Die Angst vorm Automaten
- Buchautor_innen
- Aaron Benanav
- Buchtitel
- Automatisierung und die Zukunft der Arbeit
Es heißt: Technologie führt entweder ins Paradies oder in den Untergang. Wie es anders geht, zeigt eine solidarische Kritik an Zukunftsvorstellungen.

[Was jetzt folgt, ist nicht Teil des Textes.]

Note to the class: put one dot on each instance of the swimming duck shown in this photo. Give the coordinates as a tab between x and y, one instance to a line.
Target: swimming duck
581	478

Digitalisierungsdebatten haben wieder Konjunktur. Nicht zuletzt wegen Corona scheint ein erneuter Anschub der Digitalisierungsbestreben auf allen Ebenen notwendig geworden zu sein. Dabei verschwimmen Forderungen nach iPads in Schulen mit der Diskussion um Vorratsdatenspeicherung, das Corona-Tracking mit dem Einsatz von Kampfdrohnen, der Ausbau von Robotik am Fließband mit dem in der Pflege. Eins ist klar: Wer die Digitalisierungsdiskurse bestimmt, bestimmt auch zu einem gewissen Grad das Bild der Zukunft.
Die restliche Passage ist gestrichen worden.